Their fan base grew, and by the time their second album, Run Home Slow came out in 2019, it went straight to the number 2 position on the album charts.

“A lot of my aunties and uncles are musos, and my folks still play to this day,” says Josh. “We have a lot of fun with that. The biggest influences on our sound came from what was going on in the neighbourhood. I was lucky enough to grow up in and around Melbourne, and the outskirts of Melbourne, where there’s always been a thriving rhythm and blues scene. I grew up listening to people like Geoff Achison and Chris Wilson and Sam Linton-Smith.”

The band’s sound is directly influenced by blues, soul and R&B performers of the early-to-mid 1960s. Josh’s vocal performances are particularly reminiscent of singers like Otis Redding and Wilson Pickett. You can hear the influences in tracks like ‘Hold Me’ or ‘I Get Up’, in Josh’s smoky vocals that used to ring out across building sites when he was working.
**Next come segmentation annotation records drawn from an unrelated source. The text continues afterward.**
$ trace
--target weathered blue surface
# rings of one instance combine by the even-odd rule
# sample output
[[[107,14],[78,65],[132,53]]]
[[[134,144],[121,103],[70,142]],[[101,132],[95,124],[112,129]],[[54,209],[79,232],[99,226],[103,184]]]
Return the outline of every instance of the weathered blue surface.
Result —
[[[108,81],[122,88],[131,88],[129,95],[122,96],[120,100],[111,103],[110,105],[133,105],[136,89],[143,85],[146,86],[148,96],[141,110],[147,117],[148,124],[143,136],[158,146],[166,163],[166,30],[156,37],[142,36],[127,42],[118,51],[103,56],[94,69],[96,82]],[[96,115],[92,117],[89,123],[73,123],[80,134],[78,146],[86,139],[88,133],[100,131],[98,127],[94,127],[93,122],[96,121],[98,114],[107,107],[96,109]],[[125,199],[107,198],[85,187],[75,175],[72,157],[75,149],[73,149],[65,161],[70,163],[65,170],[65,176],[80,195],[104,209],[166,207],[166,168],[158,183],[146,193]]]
“Anyone who knows me, knows I’m constantly singing,” he says. “They used to call me the singing plumber, because you hear me coming across the site. I liked that when I was doing more plumbing and a little bit of singing, it was the singing plumber. Now we call me the plumbing singer, because people are really surprised that I plumb on the weekends. With my record label crew, when they saw my car, they said, ‘What are you still driving this big plumbing truck for? You don’t need to be plumbing.’ I say, ‘I don’t need to be plumbing, but I like plumbing. I love my trade. I’ll always do it’.”

Secret Knowledge

The connection between his music and his trade goes deeper than you think.
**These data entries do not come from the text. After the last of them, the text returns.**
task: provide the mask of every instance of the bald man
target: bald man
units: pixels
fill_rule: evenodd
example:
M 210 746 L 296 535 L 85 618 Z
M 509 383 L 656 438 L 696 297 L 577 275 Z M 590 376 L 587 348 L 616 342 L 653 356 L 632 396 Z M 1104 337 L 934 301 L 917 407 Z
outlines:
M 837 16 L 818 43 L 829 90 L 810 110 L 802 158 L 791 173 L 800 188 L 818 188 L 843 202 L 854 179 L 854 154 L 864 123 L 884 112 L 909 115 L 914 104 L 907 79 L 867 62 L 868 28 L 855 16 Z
Knowledge of how to play blues and soul music was often passed down from older performers to the next generation as they worked together. Josh sees his trade the same way.

“I was honoured enough to be given this skill and have this beautiful knowledge passed down to me from older plumbers,” he says. “A lot of the stuff ’s not written down. It’s an old-fashioned way of passing down knowledge from plumber to apprentice, or whatever your trade might be. A lot of this stuff , everyone does it a very similar way, but it’s story time, it’s knowledge based.

“So, I love that old-fashioned aspect of it, which I guess is an influence in my music as well. So, the secret society of plumbing, I think of it sometimes. The tricks that we know, that no-one else does.”

In between plumbing jobs, Josh is planning to spend the rest of this year touring to promote the album Push the Blues Away which he made with Ash Grunwald, and which was released in November last year. “Ash has been a really great influence for me in all sorts of ways,” he says. “I learnt so much just listening to Ash playing in the corner pub here at home. We just have a lot of fun on the stage together. It’s really just the two of us, real raw blues.”

Throughout June they’ll be playing around the country, finishing in Melbourne around the middle of the month. Then it’s back into the studio to work on more Teskey Brothers material.

“We’ve been doing some things all together in the one room. One take, rehearse it, and it’s just a real good old-fashioned recording process. And of course, it’s all recorded analogue through our tape machine here. It’s just a really good old-fashioned way of doing it. And it’s been really, really fun and we’re getting some great outcomes.”